How M-GRPO enables more coordinated training
Most single-agent systems today use Group Relative Policy Optimization, or GRPO. The agent generates several answers to a prompt, compares them, and reinforces the stronger patterns.
Multi-agent systems complicate this process. Agents operate at different frequencies, handle different tasks, and may run on separate servers. Standard training approaches struggle in these conditions. Many systems force all agents to share the same large language model, limiting specialization even though each agent works with different data and responsibilities.
The researchers identify three main challenges. First, the workload is uneven: the main agent works continuously, while sub-agents only run when needed. That creates unstable training data. Second, team sizes vary. Depending on the task, the main agent might call one sub-agent or several, which complicates training. Third, agents often run on separate servers, making typical training methods hard to apply.
The new Multi-Agent Group Relative Policy Optimization, or M-GRPO, extends GRPO so main and sub-agents can be trained together while keeping their roles distinct.

Each agent is evaluated based on its specific role. The main agent is judged by the quality of the final answer, and sub-agents are evaluated using a mix of their local task performance and their contribution to the overall result. M-GRPO calculates group-relative advantages by comparing each agent's output to the average in its group and adjusting training based on the difference.
A trajectory alignment scheme handles the uneven number of sub-agent calls. The system sets a target for how often sub-agents should act and duplicates or drops training data to keep batch sizes consistent. Main and sub-agents can run on different servers and exchange only lightweight statistics through a shared database, keeping cross-server computation minimal.
Why better instructions lead to better results
The researchers trained their M-GRPO system using the Qwen3-30B model on 64 H800 GPUs and tested it on three benchmarks: GAIA for general assistant tasks, XBench-DeepSearch for tool use across domains, and WebWalkerQA for web navigation.

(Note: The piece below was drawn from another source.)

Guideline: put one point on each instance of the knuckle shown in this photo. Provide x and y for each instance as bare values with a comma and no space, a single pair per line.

Across all benchmarks, M-GRPO outperformed both single GRPO agents and multi-agent setups with untrained sub-agents. It produced more stable behavior and needed less training data to reach strong performance.

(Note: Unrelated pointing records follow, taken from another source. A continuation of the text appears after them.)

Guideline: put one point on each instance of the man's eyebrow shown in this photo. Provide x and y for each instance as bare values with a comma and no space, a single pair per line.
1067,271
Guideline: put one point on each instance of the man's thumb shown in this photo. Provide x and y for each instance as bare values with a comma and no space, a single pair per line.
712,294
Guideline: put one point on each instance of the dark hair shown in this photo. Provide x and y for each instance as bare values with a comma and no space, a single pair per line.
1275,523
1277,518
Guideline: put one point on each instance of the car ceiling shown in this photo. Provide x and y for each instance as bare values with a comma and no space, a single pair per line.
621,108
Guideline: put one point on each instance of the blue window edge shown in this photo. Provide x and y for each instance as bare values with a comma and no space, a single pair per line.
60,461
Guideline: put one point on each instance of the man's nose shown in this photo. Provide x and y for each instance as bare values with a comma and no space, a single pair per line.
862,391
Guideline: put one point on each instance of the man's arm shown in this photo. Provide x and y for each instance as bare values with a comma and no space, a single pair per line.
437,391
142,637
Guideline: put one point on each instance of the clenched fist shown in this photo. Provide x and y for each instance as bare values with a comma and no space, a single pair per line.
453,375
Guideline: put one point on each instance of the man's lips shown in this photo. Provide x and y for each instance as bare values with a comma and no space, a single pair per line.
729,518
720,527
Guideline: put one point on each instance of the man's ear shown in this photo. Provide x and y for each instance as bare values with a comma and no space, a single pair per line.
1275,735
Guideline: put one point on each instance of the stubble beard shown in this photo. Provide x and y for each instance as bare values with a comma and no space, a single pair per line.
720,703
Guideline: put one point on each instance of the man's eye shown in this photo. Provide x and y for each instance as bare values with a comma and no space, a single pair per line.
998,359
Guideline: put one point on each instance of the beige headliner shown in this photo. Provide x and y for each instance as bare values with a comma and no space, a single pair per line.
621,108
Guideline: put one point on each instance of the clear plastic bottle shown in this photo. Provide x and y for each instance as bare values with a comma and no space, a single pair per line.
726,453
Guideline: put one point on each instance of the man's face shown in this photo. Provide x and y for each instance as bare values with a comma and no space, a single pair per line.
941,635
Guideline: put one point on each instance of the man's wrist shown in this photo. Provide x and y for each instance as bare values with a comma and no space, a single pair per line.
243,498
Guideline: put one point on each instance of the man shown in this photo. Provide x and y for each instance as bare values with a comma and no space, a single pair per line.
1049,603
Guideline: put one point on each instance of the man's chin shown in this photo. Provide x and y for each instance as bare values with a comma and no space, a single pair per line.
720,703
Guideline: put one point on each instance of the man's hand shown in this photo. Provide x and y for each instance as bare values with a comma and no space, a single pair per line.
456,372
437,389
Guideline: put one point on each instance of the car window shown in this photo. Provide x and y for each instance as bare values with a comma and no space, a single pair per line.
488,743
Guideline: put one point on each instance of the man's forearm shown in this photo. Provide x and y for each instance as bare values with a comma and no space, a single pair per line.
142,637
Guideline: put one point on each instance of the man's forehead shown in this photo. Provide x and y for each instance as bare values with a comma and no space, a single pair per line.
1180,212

Real-world examples show how it helps. In a Rubik's Cube logic task, the trained system chose the correct reasoning tool for mathematical steps, while the untrained system tried to use a browser. In a research task on invasive fish species, the trained main agent issued much more precise instructions. Instead of generally searching for "invasive species Ocellaris Clownfish," it specified "species that 'became invasive after being released by pet owners'."
Code and datasets are available on GitHub.